Unterstützung und DrohungenUnterstützung erhält die «Bergstimme» von verschiedenen Seiten: Beispielsweise die Gemeinde Andermatt, die Bergbahnen Sedrun, die Gemeinde Sedrun, die Andermatt Swiss Alps AG, die Andermatt Ursern Tourismus GmbH oder die Gemeinde Göschenen sind auf der Internetseite als Supporter aufgeführt. Insgesamt über 60 Personen, Organisationen und Vereine stellen sich mit ihrem Namen hinter die «Bergstimme». «Auch die Feedbacks aus der Bevölkerung sind positiv», sagt Astrid Nager. Immer wieder werden aber auch kritische Stimmen laut. «Man hat mir gesagt, diese Kampagne schade meinem Gastrobetrieb. Uns wurde sogar schon gedroht», erzählt Kevin Obschlager. Angst um sein Hotel und Restaurant hat er deshalb aber nicht. «Ich habe ja nichts zu verlieren. Erst, wenn die Skigebietserweiterung nicht kommt, muss ich mir grössere Sorgen um meinen Betrieb machen», betont er.
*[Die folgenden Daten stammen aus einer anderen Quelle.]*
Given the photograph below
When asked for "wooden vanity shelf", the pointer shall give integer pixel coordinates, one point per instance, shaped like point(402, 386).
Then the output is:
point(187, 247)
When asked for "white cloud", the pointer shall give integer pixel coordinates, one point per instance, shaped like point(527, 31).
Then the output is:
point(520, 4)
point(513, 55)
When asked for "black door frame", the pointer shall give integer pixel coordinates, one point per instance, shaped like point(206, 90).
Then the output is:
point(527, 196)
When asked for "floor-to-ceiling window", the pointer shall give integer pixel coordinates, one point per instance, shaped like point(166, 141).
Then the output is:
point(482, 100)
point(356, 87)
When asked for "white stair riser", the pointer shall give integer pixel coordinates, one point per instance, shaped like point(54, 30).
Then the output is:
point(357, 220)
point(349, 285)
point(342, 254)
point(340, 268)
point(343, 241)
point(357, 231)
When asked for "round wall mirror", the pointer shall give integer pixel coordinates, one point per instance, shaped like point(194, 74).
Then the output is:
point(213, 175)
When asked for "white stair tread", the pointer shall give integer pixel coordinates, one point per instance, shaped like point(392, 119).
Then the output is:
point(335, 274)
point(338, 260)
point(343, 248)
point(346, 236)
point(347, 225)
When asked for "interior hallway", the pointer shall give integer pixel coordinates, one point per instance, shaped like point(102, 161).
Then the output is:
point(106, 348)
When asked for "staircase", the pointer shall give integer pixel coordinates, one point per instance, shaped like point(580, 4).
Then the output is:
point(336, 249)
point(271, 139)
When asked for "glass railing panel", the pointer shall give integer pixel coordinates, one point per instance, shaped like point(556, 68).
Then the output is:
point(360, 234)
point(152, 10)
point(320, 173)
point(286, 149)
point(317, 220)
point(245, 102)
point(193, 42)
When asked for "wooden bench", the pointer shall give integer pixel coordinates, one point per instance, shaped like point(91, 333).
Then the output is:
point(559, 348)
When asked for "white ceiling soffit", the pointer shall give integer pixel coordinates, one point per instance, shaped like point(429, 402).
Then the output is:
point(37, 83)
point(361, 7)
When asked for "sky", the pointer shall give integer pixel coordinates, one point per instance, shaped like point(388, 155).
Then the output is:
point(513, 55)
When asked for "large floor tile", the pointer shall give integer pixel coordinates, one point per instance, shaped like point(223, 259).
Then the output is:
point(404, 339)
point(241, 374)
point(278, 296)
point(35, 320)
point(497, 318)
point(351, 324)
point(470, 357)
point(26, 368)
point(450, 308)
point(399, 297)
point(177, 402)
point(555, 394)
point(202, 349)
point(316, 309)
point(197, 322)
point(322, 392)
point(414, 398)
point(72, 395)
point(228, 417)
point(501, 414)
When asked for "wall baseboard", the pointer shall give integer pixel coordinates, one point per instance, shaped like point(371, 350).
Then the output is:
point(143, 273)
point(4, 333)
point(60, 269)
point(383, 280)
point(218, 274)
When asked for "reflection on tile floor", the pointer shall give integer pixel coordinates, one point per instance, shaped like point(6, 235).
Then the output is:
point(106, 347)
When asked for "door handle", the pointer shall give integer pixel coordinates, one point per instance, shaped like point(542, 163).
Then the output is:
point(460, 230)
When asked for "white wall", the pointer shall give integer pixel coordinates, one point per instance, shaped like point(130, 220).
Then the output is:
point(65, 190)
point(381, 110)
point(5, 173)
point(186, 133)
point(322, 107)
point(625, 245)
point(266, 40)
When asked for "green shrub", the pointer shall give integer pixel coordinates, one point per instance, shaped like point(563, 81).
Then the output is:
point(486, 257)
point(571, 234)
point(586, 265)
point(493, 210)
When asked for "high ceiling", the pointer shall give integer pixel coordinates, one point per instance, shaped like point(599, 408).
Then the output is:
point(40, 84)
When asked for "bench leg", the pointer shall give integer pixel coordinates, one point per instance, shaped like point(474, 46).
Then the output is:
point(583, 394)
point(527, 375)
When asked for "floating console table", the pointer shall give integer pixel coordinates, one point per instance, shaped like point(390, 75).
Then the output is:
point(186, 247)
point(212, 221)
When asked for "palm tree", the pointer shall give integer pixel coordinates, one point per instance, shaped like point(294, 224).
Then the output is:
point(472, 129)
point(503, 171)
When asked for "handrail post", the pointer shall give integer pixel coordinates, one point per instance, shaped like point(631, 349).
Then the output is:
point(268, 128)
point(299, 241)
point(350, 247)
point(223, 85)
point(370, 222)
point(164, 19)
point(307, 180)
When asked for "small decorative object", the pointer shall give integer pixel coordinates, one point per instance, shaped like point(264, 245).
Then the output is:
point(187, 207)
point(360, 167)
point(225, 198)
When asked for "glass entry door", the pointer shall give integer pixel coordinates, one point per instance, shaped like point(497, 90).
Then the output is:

Zwar richtet sich die «Bergstimme» nach dem Grundsatz, keine Menschen persönlich anzugreifen. Dennoch eckt die Gruppe mit ihren Artikeln und Meinungen bei einigen Urschnern an. «Das ist auch gut so. Wir dürfen ja unsere klare Haltung verbreiten», sagt Kevin Obschlager. Im Grossen und Ganzen finde die Idee insbesondere bei Aussenstehenden und Feriengästen Anerkennung, wie er erklärt. Und Astrid Nager fügt hinzu: «Jetzt müssen wir es nur noch schaffen, die Urschnerinnen und Urschner aufzurütteln.» Es sei wichtig, dass sich auch die Einheimischen auf der Internetplattform äussern, sagt sie. Ein weiteres Anliegen der «Bergstimme» ist es, der Bevölkerung die Angst vor dem Ungewissen zu nehmen. «Es wird viel Negatives rund um das Tourismusresort und die geplante Skigebietserweiterung geschrieben. Das macht Angst. Wir versuchen, mithilfe von Aufklärung, diese Angst zu nehmen», meint die Andermatterin. Gerade die Ungewissheit ist es aber, die auch an den Initianten der «Bergstimme» nagt, wie Kevin Obschlager erklärt. «Heute ist das Projekt Skigebietserweiterung kaum weiter als noch vor einem Jahr. Das ist sehr ermüdend.» Astrid Nager spricht von einer Berg- und Talfahrt. «Ganz ehrlich, ich wäre nicht überrascht, wenn die Schweden morgen das Projekt abblasen würden», sagt sie.
Ideen gehen nicht ausDennoch: Ans Aufhören denkt die «Bergstimme» noch lange nicht. Nun wollen die Urschner Idealisten noch mehr Leute erreichen. Die Internetseite ist längst nicht mehr bloss ein Forum, das sich für den Ausbau des Skigebiets einsetzt. Die «Bergstimme» dient als Plattform, als Eventkalender und Informationsportal, das über Ereignisse im und rund um das Urserntal berichtet. Im Weiteren ist geplant, dass die Onlinezeitung künftig auch in Papierform die Haushaltungen des Urserntals erreicht. «Wir wollen Informationen von Realp bis Disentis verbreiten», sagt Kevin Obschlager. Bereits jetzt nimmt die «Bergstimme» Dimensionen an, mit denen die Initianten nie gerechnet hätten. «Wir sind da in etwas hineingeraten, das wir so nicht geplant hatten», sagt Astrid Nager und fügt hinzu: «Die Bergstimme bedeutet zwar viel Arbeit, doch es ist gut, dass wir weitermachen. Denn wir tun es, weil wir es für richtig halten.»